Thursday, November 8, 2007

The Birth of a Frog



I was having trouble coming up with something to talk about (very rare!) but then I read a post at my favourite blog, Plain Jane. She said that after all your years of living you must have thousands of story’s to tell. She said anybody could come up with something, anything, even the story of your birth and that got me started thinking. I could talk about that.

I was born in August of 1968 in Scarborough of all places. No offense to people from Scarberia because there are lovely areas there but really, I’m stuck with Scarborough on my birth certificate forever. I was the daughter of a teenage mother. She was unmarried, had to drop out of high school when she began to show and eventually became a shampoo girl in a hair salon. Her parents kicked her out when she became pregnant. Lovely. Her boyfriend, my birth father, fled Toronto and abandoned her. Also lovely. It turned out that my birth Father’s parents managed a number of apartment buildings and offered her an apartment until the baby (me) was born. In the social workers notes it mentioned that she was depressed, smoking heavily but otherwise in good health. Well I guess so. If I was abandoned by my parents and boyfriend I might be too.

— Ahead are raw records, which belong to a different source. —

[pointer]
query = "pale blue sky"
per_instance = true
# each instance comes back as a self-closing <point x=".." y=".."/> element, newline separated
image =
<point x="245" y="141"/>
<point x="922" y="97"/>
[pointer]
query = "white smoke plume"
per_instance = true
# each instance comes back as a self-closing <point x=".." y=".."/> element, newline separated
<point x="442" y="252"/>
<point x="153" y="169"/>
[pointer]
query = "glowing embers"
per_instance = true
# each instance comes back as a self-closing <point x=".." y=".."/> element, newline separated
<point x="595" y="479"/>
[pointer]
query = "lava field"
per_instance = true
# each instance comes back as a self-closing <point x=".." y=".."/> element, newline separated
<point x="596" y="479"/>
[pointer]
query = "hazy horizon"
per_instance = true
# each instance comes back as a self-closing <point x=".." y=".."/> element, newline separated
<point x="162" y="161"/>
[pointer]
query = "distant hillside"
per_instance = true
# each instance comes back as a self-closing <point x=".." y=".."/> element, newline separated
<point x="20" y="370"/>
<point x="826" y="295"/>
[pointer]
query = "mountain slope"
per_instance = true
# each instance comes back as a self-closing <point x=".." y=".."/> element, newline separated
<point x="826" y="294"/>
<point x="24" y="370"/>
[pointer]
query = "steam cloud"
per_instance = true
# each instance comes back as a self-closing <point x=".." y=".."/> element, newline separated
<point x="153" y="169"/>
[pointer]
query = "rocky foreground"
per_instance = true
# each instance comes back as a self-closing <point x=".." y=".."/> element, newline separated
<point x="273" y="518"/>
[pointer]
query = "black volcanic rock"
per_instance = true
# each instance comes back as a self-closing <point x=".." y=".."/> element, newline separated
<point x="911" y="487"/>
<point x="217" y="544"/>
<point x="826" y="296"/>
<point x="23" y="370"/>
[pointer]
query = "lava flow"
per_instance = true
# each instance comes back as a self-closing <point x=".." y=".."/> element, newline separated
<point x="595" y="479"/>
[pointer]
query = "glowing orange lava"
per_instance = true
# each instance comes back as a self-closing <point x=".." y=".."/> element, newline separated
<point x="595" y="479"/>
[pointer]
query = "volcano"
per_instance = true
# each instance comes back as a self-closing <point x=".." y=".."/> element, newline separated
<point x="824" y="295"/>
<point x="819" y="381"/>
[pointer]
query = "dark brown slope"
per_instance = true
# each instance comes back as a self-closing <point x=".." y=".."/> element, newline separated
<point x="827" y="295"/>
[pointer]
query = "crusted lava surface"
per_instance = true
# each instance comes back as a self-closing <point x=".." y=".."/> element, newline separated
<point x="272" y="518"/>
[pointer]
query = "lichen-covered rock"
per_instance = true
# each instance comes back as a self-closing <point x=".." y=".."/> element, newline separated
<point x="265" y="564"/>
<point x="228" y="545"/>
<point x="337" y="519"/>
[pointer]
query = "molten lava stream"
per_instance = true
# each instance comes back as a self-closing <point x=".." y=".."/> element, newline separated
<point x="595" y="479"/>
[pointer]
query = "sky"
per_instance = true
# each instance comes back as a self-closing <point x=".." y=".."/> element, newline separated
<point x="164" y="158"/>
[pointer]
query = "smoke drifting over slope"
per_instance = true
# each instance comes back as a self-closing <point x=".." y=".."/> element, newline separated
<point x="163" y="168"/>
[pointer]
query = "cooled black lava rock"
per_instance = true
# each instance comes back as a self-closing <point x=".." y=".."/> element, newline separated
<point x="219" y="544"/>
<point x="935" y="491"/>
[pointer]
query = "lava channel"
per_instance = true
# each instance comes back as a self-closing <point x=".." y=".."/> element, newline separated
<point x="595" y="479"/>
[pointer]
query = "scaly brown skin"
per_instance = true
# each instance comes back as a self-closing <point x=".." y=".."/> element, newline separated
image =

She gave birth to me on a Wednesday alone at the hospital. I wonder if she ever saw or held me. I was named Linda-Ann and yes it was hyphenated in the Betty-Sue kind of way. I guess then the social workers started to look for a place for me to land. I was Linda-Ann for nine days. I was up for adoption well before I was born. My parents got a call on a Wednesday telling them to come and pick me up on Friday if they were ready. Could you imagine a call like that? I mean they obviously registered to adopt a baby but it is so immediate. At least if you are giving birth you have a ballpark idea. They had no idea when it might happen.

I guess technically I am a bastard, illegitimate. I find that funny. If someone said, “hey you bastard!” I could say,”yeah so what?” Imagine if I had been born a hundred years ago I would be considered an undesirable. I would have trouble making a good marriage. Like this whole birth thing had anything to do with me. I didn’t get to make the choice. Thank goodness we are past that nonsense.

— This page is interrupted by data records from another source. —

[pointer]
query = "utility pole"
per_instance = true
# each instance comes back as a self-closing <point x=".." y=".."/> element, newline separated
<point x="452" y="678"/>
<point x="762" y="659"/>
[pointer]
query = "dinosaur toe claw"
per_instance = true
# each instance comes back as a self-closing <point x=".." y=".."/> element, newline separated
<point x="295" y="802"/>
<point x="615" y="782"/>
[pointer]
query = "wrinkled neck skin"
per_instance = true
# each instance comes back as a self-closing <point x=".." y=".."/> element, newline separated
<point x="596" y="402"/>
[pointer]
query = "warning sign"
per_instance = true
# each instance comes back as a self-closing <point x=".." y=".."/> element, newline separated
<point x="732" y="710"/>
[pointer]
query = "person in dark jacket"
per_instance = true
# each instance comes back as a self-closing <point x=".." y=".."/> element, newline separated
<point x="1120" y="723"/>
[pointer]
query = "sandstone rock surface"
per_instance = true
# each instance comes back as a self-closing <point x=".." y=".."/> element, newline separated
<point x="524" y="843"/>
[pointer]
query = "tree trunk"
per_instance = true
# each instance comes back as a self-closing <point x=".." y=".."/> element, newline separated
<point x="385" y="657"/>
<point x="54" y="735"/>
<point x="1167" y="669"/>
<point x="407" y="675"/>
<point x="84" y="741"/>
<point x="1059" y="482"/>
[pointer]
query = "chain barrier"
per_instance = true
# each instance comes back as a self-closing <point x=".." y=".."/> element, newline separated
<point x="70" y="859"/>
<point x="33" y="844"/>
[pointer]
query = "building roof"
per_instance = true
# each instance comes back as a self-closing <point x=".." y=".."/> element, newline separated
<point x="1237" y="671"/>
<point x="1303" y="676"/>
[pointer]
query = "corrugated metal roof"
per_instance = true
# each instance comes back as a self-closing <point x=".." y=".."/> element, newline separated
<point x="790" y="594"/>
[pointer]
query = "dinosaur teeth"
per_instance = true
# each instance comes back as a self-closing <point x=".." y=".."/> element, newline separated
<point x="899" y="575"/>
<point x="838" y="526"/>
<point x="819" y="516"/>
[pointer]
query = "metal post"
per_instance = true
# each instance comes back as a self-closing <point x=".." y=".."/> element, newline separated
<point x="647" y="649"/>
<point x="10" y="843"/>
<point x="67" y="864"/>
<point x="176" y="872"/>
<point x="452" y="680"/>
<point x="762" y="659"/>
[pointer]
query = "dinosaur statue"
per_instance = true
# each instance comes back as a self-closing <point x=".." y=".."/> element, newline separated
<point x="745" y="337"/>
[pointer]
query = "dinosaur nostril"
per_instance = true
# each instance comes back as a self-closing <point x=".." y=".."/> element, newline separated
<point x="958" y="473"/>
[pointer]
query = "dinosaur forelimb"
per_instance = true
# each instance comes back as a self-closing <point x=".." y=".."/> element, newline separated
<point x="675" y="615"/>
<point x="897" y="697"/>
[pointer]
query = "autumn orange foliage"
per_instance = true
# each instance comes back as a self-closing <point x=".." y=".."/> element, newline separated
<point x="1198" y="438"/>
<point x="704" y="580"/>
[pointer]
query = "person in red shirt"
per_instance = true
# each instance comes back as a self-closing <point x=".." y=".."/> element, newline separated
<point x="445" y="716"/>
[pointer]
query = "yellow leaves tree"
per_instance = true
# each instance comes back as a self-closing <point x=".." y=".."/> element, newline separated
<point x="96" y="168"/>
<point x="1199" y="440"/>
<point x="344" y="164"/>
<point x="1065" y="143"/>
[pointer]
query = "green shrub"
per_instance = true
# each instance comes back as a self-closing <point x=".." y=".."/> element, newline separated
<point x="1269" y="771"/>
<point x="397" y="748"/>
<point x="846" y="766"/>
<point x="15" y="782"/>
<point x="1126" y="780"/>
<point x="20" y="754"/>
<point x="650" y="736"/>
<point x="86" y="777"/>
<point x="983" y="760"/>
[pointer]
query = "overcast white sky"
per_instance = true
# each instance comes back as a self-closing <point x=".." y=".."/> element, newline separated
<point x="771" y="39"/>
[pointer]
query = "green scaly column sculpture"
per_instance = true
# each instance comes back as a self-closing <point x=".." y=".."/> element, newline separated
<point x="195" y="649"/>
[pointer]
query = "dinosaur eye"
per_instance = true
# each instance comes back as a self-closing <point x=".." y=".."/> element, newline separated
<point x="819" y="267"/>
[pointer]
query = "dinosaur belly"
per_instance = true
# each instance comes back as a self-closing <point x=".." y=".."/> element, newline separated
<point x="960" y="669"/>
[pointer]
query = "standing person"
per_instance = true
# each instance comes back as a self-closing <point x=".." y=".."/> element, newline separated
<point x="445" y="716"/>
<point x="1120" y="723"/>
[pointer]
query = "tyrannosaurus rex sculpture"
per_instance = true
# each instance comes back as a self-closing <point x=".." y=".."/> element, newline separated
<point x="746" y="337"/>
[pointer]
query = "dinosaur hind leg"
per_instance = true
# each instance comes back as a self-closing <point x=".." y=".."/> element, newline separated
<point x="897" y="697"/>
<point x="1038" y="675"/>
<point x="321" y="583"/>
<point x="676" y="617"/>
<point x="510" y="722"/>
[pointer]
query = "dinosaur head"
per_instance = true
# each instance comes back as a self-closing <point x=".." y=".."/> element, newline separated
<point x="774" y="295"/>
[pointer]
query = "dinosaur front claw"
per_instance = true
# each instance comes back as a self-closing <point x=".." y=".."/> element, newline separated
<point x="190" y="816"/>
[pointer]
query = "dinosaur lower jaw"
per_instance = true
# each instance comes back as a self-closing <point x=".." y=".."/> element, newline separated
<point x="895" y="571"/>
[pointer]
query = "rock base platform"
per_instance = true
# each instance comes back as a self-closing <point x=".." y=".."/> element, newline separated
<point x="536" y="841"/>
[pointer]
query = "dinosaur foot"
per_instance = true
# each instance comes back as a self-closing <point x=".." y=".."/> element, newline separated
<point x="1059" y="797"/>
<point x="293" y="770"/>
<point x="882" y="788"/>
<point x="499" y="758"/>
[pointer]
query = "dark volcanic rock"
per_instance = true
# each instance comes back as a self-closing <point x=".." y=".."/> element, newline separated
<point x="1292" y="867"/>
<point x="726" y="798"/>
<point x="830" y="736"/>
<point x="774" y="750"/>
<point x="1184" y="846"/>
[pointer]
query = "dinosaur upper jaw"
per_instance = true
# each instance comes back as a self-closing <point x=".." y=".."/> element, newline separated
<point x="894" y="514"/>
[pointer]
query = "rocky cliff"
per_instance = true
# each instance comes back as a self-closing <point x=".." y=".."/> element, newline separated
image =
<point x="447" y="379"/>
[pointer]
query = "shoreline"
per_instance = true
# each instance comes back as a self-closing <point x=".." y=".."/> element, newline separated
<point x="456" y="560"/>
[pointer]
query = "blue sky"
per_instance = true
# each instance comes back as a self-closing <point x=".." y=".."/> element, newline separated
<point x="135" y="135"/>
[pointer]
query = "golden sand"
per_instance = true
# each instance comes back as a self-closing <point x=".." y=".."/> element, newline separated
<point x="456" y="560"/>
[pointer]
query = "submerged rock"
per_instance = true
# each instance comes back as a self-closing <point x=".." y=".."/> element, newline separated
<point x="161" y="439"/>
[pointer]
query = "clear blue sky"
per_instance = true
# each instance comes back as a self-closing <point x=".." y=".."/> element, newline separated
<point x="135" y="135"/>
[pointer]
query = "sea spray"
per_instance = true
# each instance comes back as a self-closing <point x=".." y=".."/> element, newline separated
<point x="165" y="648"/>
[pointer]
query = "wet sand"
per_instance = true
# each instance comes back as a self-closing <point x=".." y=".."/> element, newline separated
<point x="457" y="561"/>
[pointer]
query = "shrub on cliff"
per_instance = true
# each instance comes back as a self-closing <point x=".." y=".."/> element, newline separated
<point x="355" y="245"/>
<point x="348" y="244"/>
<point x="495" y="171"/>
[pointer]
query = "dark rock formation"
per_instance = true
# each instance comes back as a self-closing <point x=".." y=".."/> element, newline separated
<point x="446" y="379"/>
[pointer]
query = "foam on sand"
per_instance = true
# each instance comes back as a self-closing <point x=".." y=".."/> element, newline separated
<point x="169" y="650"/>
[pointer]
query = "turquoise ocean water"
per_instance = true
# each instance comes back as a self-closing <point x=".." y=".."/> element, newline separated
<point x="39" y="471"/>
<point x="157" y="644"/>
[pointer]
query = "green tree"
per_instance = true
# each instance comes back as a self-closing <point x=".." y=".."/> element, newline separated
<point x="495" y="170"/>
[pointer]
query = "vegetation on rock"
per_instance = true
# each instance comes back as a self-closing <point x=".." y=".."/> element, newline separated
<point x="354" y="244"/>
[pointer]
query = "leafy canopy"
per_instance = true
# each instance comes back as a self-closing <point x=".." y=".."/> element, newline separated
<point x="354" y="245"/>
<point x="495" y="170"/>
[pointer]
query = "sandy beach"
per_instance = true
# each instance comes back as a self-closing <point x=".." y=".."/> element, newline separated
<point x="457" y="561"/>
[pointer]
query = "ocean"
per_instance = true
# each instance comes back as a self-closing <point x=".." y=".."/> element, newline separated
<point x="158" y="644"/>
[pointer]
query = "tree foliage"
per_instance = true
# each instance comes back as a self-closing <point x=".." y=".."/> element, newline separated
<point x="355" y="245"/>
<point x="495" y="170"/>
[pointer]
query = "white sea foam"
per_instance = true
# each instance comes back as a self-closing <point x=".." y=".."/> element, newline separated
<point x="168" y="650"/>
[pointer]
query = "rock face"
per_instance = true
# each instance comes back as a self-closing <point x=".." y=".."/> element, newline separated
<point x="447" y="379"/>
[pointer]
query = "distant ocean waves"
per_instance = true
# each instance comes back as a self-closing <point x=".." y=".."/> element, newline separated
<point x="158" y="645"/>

My mother said I was the easiest birth she ever had. No swollen ankles, no recovery, no sore privates. Simply drive to the hospital and bada-bing baby! She said they ran around like crazy on the Thursday getting things ready for me. On the Friday my parents drove to the hospital to meet me. How surreal would that be? Much like my son, all photographic evidence points to the fact I looked a bit like a frog. I was a skinny 6 pound baby with large eyes. In retrospect I hope they weren’t disappointed. Sort of like, “hey we are about to pick up a bonny baby! Ohh well look at this tiny, skinny, froglike child, umm great! Thank you god for our frog child. Hallelujah!”
I still think that it’s a huge leap of faith. Having your own child naturally (you know what I mean) you pretty much know the odds going in. Okay, you have a kooky Aunt Helen, and I’ve got an Uncle with unexplainable warts but let’s take the risk. You and I are fairly average looking people so we might get away with an average looking, fairly bright child, let’s give it a shot. Imagine taking a newborn with no insight as to how they might be. I can’t comprehend my parent’s thoughts. “Well this little frogchild might grow up to be bright and somewhat attractive or she might end up killing us in our beds but let’s just give it a whirl!” Thank god they did.

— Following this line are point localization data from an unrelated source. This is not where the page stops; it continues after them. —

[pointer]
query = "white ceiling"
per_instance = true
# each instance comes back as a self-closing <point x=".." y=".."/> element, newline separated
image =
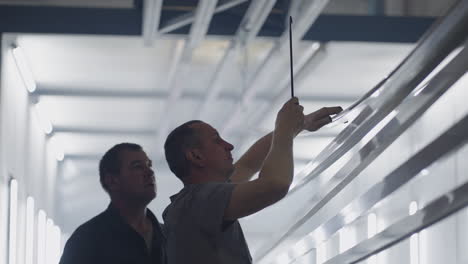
<point x="73" y="3"/>
<point x="98" y="91"/>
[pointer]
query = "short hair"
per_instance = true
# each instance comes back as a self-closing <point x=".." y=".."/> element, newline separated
<point x="111" y="161"/>
<point x="177" y="142"/>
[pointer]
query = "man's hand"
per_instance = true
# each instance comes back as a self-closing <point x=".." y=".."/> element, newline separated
<point x="314" y="121"/>
<point x="290" y="118"/>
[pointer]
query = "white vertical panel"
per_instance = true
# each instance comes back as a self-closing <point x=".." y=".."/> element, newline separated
<point x="12" y="227"/>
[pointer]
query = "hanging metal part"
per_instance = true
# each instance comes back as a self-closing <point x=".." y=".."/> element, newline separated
<point x="151" y="17"/>
<point x="250" y="26"/>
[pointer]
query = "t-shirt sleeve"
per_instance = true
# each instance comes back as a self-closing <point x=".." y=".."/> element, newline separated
<point x="211" y="200"/>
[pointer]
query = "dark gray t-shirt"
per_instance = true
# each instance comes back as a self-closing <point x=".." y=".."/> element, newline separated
<point x="196" y="231"/>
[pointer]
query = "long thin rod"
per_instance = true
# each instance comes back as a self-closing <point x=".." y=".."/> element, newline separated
<point x="290" y="56"/>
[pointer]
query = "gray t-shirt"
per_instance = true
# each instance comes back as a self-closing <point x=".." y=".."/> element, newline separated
<point x="196" y="231"/>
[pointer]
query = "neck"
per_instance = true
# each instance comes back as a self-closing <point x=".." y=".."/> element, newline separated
<point x="134" y="215"/>
<point x="200" y="176"/>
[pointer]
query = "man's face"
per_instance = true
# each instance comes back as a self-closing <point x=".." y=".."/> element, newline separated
<point x="215" y="152"/>
<point x="136" y="181"/>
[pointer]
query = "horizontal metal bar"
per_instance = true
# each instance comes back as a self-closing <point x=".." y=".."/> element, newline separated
<point x="115" y="21"/>
<point x="187" y="19"/>
<point x="404" y="116"/>
<point x="160" y="95"/>
<point x="102" y="131"/>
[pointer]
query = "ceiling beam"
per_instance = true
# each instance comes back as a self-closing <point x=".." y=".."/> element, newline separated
<point x="188" y="18"/>
<point x="250" y="26"/>
<point x="118" y="21"/>
<point x="181" y="65"/>
<point x="151" y="18"/>
<point x="157" y="95"/>
<point x="102" y="131"/>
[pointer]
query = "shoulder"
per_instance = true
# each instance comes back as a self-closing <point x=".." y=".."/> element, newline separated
<point x="207" y="190"/>
<point x="87" y="232"/>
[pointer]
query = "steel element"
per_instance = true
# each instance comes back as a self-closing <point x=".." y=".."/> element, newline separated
<point x="302" y="24"/>
<point x="188" y="19"/>
<point x="250" y="26"/>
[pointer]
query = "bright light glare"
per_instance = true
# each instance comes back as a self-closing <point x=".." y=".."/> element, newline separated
<point x="13" y="220"/>
<point x="283" y="258"/>
<point x="60" y="155"/>
<point x="42" y="120"/>
<point x="23" y="69"/>
<point x="29" y="229"/>
<point x="49" y="252"/>
<point x="414" y="249"/>
<point x="41" y="237"/>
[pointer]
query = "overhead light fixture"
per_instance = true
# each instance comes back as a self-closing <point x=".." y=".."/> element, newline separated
<point x="24" y="69"/>
<point x="42" y="120"/>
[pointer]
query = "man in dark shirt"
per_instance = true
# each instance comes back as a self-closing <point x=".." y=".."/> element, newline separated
<point x="126" y="232"/>
<point x="201" y="221"/>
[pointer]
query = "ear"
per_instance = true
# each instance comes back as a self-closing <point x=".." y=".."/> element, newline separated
<point x="195" y="157"/>
<point x="112" y="182"/>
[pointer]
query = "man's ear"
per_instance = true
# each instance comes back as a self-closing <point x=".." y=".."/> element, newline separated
<point x="195" y="157"/>
<point x="112" y="182"/>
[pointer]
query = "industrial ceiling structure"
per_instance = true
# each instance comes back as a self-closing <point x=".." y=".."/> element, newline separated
<point x="115" y="71"/>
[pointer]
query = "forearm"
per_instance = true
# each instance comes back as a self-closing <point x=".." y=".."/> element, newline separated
<point x="278" y="167"/>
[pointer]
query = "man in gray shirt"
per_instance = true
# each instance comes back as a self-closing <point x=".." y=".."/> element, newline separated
<point x="201" y="221"/>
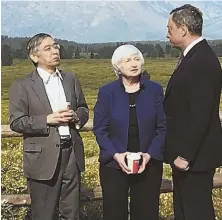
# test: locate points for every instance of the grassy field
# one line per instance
(92, 74)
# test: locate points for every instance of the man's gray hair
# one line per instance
(189, 16)
(124, 51)
(34, 42)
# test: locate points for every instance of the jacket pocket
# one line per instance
(33, 148)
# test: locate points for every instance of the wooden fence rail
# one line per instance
(86, 194)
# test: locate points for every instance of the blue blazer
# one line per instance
(111, 120)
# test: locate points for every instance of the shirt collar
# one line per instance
(142, 83)
(192, 45)
(46, 75)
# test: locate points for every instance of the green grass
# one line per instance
(92, 75)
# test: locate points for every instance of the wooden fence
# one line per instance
(86, 194)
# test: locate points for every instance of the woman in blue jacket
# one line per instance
(129, 117)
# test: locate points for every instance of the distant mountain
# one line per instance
(102, 21)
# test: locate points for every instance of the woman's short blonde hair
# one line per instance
(124, 51)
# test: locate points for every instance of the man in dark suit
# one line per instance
(193, 138)
(53, 149)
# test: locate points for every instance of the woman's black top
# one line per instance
(133, 132)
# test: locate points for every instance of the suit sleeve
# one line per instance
(82, 107)
(158, 143)
(20, 120)
(201, 98)
(101, 126)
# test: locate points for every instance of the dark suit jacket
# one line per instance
(111, 120)
(29, 106)
(192, 108)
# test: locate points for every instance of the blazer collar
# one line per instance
(142, 82)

My parents did not keep pictures of our time as children. Oh no, they kept slides. Urg. The evil Kodak slides which could only be viewed a couple of times a year as a “show”. There is a slide in one of our reels that states, “Stephanie comes home”. It was akin to me being delivered by the stork. I was not born, I was “brought home”. How nice and clean and clinical that sounds. Nine days of being by myself and I was now, brought home. The pictures are delightful in that my parents and brother and sister are all looking very “ooohing and ahhhhing" over me. There is a picture of my brother removing my booty and while he laughs I am crying hysterically. Could you blame me? I mean I’ve been here 9 days and these folk are all trying to play familiar with me. Cut me some slack people.

I wish I had dug out some old pictures to scan. After my frog phase I went into the Winston Churchill phase. In one picture particularly whenever we looked at it my dad would intone, “We shall defend our Island, whatever the cost may be we shall fight on the beaches, we shall fight on the landing grounds, we shall fight in the fields and in the streets, we shall fight in the hills; we shall never surrender!

Winston Churchill phase aside, I was lucky, so very lucky. I came a hair’s breath from not being these people’s daughter. I guess my birthstory wasn’t perfect but that wasn’t what mattered. What mattered is that I came to be part of a family that was perfect for me.

1 comment:

Anonymous said...

this is one of the most moving things I've read in a long time. thank you for sharing your story.